Mit dem Pflas­ter, dass mutmaß­lich aus den Bestän­den der Mutter stammte, sollten die Kopfschmer­zen des Bekann­ten gemil­dert werden.

Später soll sich der 26-Jährige in seine Wohnung in der Gemeinde Tacher­ting begeben haben. Dort brachte er das Pflas­ter auf den Körper auf. Dort erlitt er infolge einer Überdo­sis eine Bewusst­seins­stö­rung und erstickte an seinem Erbro­che­nem.

Was ist Fenta­nyl?

Bei Fenta­nyl handelt es sich um ein Opioid, dass heißt einer synthe­tisch herge­stell­ten Substanz mit morphin­ar­ti­gen Eigen­schaf­ten. Als Analge­ti­kum wird es heute vor allem zur Linde­rung starker akuter und chroni­scher Schmer­zen verwen­det. Tatsäch­lich soll es über eine mindes­tens 80 mal höhere Wirkstärke als Morphin verfü­gen.

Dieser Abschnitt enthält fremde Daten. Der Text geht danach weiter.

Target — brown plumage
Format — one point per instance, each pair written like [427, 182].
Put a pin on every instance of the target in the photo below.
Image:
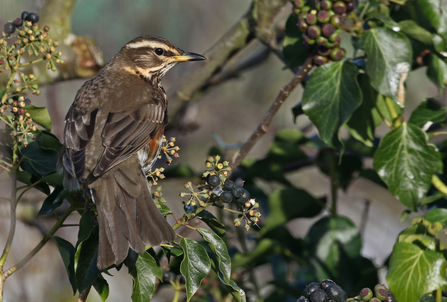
[112, 134]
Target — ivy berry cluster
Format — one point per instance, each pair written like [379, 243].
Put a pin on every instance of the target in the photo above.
[321, 27]
[324, 291]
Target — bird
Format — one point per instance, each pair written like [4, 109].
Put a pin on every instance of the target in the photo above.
[112, 136]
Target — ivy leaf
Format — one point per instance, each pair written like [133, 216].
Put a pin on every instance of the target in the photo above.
[212, 222]
[67, 251]
[389, 56]
[414, 272]
[416, 32]
[406, 163]
[293, 46]
[428, 111]
[218, 247]
[195, 265]
[144, 275]
[290, 203]
[102, 287]
[40, 116]
[331, 96]
[437, 71]
[362, 124]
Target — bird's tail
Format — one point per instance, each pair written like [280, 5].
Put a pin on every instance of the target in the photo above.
[127, 216]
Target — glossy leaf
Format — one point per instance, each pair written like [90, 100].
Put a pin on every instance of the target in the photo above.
[290, 203]
[218, 247]
[195, 265]
[414, 272]
[331, 96]
[67, 252]
[293, 46]
[102, 287]
[212, 222]
[416, 32]
[145, 275]
[428, 111]
[437, 71]
[362, 124]
[389, 56]
[406, 163]
[40, 116]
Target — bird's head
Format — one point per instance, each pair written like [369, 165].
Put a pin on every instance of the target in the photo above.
[151, 57]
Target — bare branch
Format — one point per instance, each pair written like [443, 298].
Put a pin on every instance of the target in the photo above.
[264, 125]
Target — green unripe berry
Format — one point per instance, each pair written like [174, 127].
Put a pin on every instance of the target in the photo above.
[366, 294]
[313, 31]
[323, 16]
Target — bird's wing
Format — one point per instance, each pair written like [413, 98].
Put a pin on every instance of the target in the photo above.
[125, 133]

Wie auch schon beim natür­lich vorkom­men­den Morphin besteht auch bei Fenta­nyl und seinen Deriva­ten ein sehr hohes Sucht­po­ten­zial. Aus diesem Grund ist die Abgabe von Fenta­nyl in jegli­cher Form durch das Betäu­bungs­mit­tel­ge­setz (BtMG) regle­men­tiert. Fenta­nyl gehört hiernach zwar zu den verkehrs­fä­hi­gen, zugleich aber auch verschrei­bungs­pflich­ti­gen Betäu­bungs­mit­teln (vgl. Anlage III zu § 1 Absatz 1 BtMG).

Gefähr­li­che Pflas­ter

Die einfach handzu­ha­ben­den Fenta­nyl­pflaster werden heutzu­tage in verschie­de­nen Wirkstoff­grö­ßen in den Verkehr gebracht. Die Freiset­zung des Wirkstoffs erfolgt durch die Haut (trans­der­mal).

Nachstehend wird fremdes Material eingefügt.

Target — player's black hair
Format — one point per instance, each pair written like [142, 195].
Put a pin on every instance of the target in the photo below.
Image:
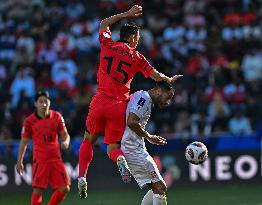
[165, 86]
[127, 30]
[42, 93]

Bereits seit Länge­rem wird der allzu unkri­ti­sche Umgang mit opioid­hal­ti­gen Schmerz­pflas­tern vonsei­ten der Arznei­mit­tel­kom­mis­sion der deutschen Ärzte­schaft kriti­siert. Die Kommis­sion weist darauf hin, dass im deutschen Spont­an­mel­de­sys­tem bereits Berichte zu Überdo­sie­run­gen durch Fenta­nyl­pflaster mit zum Teil schwer­wie­gen­den Folgen vorlie­gen.

Mildes Urteil gefällt

Im Novem­ber 2023 wurde der 66-jähri­gen Engels­ber­ge­rin der Prozess gemacht (Az.: 5 Ks 201 Js 10604/22). Die Staats­an­walt­schaft Traun­stein warf der Frau vor, aus Leicht­sinn gehan­delt zu haben – weil sie von der Wirkung des opiod­hal­ti­gen Pflas­ters gewusst haben soll.

Das Straf­ge­richt sah das ganz genauso und verkün­dete am 21. Novem­ber 2023 das Urteil: Ein halbes Jahr Haft auf Bewäh­rung für die Kranken­schwes­ter. Ob gegen dieses verhält­nis­mä­ßig milde Urteil vonsei­ten der Prozess­be­tei­lig­ten ein Rechts­mit­tel einge­legt worden ist, ist zurzeit noch nicht bekannt.

Anmer­kung: In einer frühe­ren Version dieses Artikels wurde behaup­tet, dass es sich bei dem Opfer um den Pfleger der an Demenz erkrank­ten Mutter der Angeklag­ten handelte. Dies trifft nach aktuel­lem Kennt­nis­stand wohl nicht zu. Der Artikel ist dahin­ge­hend korri­giert.